Since 2020 Immersed has offered a free app now available on Meta Quest, Apple Vision Pro, Vive Focus, and Pico that shows your PC monitor in VR and lets you spawn entirely virtual extra monitors, for up to 5 monitors in total if you pay. The Immersed app supports Windows, Mac, and Linux.

Visor is a new headset fully designed around this use case, a lightweight streamlined device rather than a generalized headset for gaming.

Like Apple Vision Pro, it has a tethered battery and is primarily intended to be used seated. The battery also contains the Wi-Fi and Bluetooth antenna.

Immersed says Visor features the XR2+ Gen 2 chipset, 4K micro-OLED displays, color passthrough, as well as eye tracking and hand tracking for a Vision Pro style gaze-and-pinch input system.

0:00
/0:39

The new clip comes a week after Immersed showed only a skeleton display demo with no tracking to attendees of its first in-person event, including myself, raising concerns about the startup's ability to ship Visor preorders any time soon.

To allay claims that Visor's software wasn't real, a few days ago Immersed shared three clips of the headset working for the first time.
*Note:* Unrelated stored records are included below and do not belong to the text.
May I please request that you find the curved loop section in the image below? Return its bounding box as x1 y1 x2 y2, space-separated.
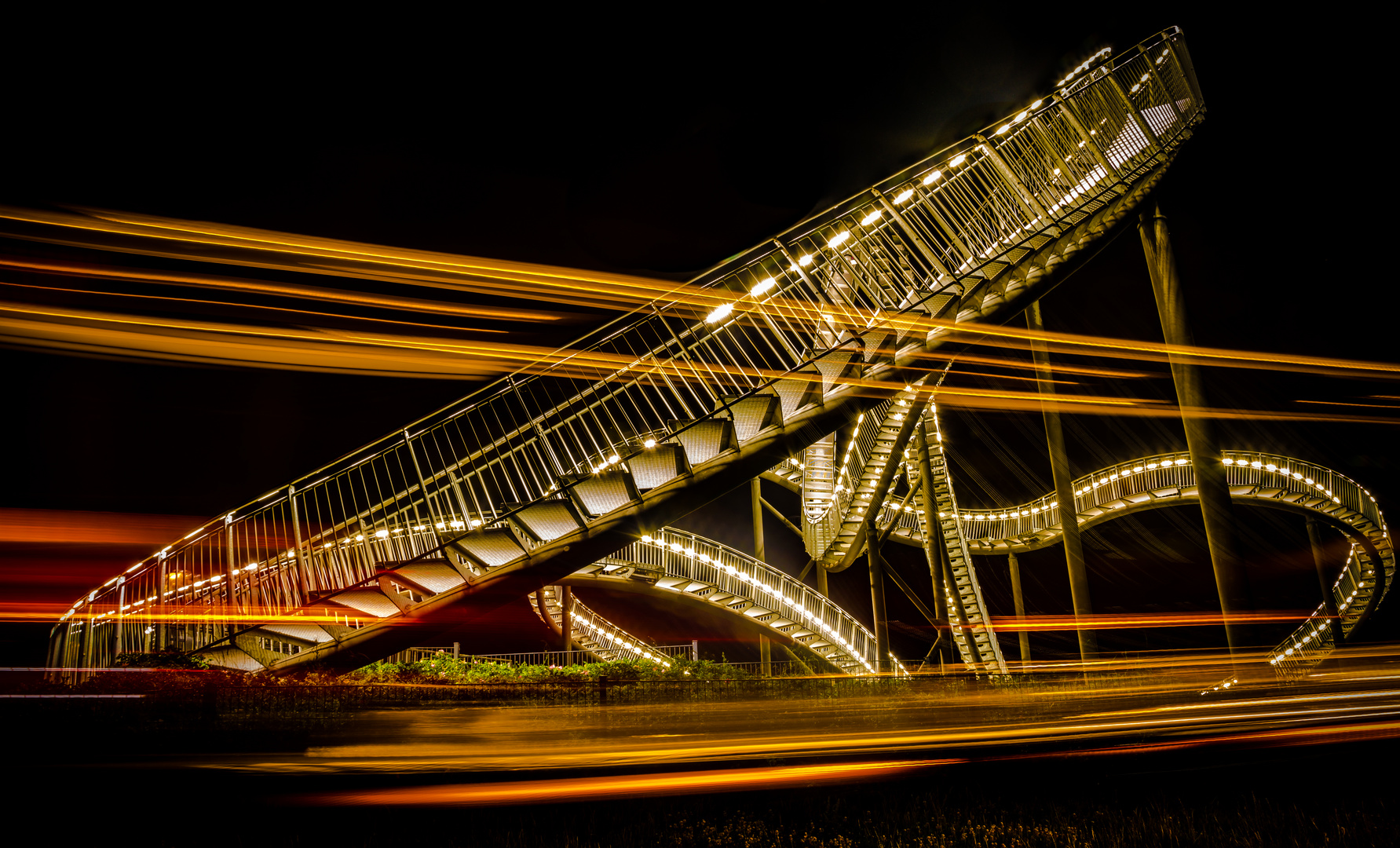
881 451 1396 674
529 587 671 669
596 528 905 674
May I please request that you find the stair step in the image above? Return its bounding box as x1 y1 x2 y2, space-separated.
667 419 739 466
773 368 822 421
719 395 783 442
395 560 466 594
447 528 525 568
627 442 690 492
558 469 642 517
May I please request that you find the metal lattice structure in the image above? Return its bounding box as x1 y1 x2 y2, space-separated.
49 29 1204 671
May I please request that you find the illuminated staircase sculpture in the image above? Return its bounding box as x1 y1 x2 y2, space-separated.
49 29 1204 673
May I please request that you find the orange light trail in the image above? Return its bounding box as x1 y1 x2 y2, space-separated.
283 721 1400 806
991 610 1312 633
0 256 581 320
294 760 959 806
0 207 1400 378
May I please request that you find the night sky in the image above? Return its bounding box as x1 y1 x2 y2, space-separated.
0 5 1400 665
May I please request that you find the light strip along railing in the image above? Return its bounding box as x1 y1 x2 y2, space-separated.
50 29 1201 666
529 588 671 669
630 528 905 673
802 400 892 557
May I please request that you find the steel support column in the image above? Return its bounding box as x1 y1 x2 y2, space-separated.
1026 301 1099 663
1139 207 1255 653
1307 517 1343 648
1007 554 1030 665
287 485 311 606
749 477 769 562
155 551 170 651
560 587 574 666
919 420 952 665
865 514 894 673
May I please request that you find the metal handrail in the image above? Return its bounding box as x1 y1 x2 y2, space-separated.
50 29 1203 666
624 528 903 673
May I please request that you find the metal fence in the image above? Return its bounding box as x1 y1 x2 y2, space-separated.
50 29 1201 666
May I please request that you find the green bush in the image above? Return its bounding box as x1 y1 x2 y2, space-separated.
115 651 209 671
345 652 751 685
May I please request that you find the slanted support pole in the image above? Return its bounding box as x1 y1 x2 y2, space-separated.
749 477 769 562
558 587 574 666
1007 554 1030 665
1026 301 1099 663
287 485 311 606
865 517 894 673
1307 517 1343 648
758 498 802 539
1136 207 1255 653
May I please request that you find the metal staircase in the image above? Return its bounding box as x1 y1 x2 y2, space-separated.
50 29 1203 671
529 587 671 666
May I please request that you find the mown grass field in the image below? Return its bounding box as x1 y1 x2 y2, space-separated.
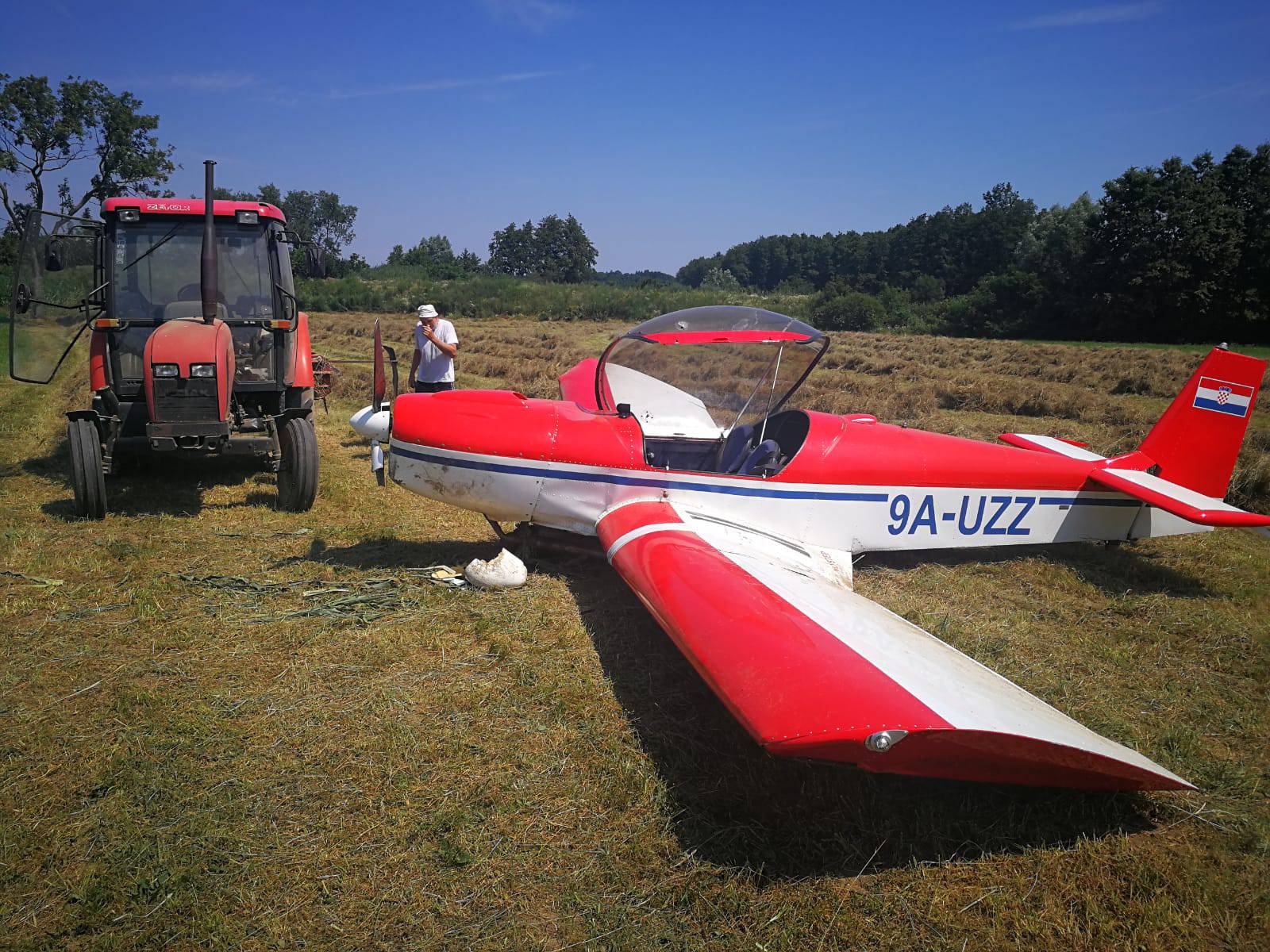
0 313 1270 950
Those clips didn't show hand tracking or passthrough, though, but now Immersed is showing those features too.

Hands-On: Immersed Demos Barely Functional Visor Headset
Immersed claims Visor is the future of remote work. Critics claim it’s a scam. Today we attended the first demo event in search of the truth.

It's hard to judge the passthrough quality from a through-the-lens clip like this, especially with so much of the view occluded by the virtual screens.

But what's more significant is that Visor's software is clearly on display here, with two virtual screens extended from the connected laptop and a hand-tracked cursor to adjust them.

A hand-locked menu interface is also visible, similar to Snap's approach with Snap OS on its Spectacles.

0:00
/0:03

The hand tracking update rate looks to be relatively low, and there's still some jitter visible in the head tracking. But what's clear is that Visor's software is far more developed than Immersed's fiercest critics have suggested.

Immersed founder Renji Bijoy says he plans to demonstrate Visor working to my colleague Ian Hamilton while he's in the area of Meta Connect this week. Ian will bring you our hands-on impressions if that happens.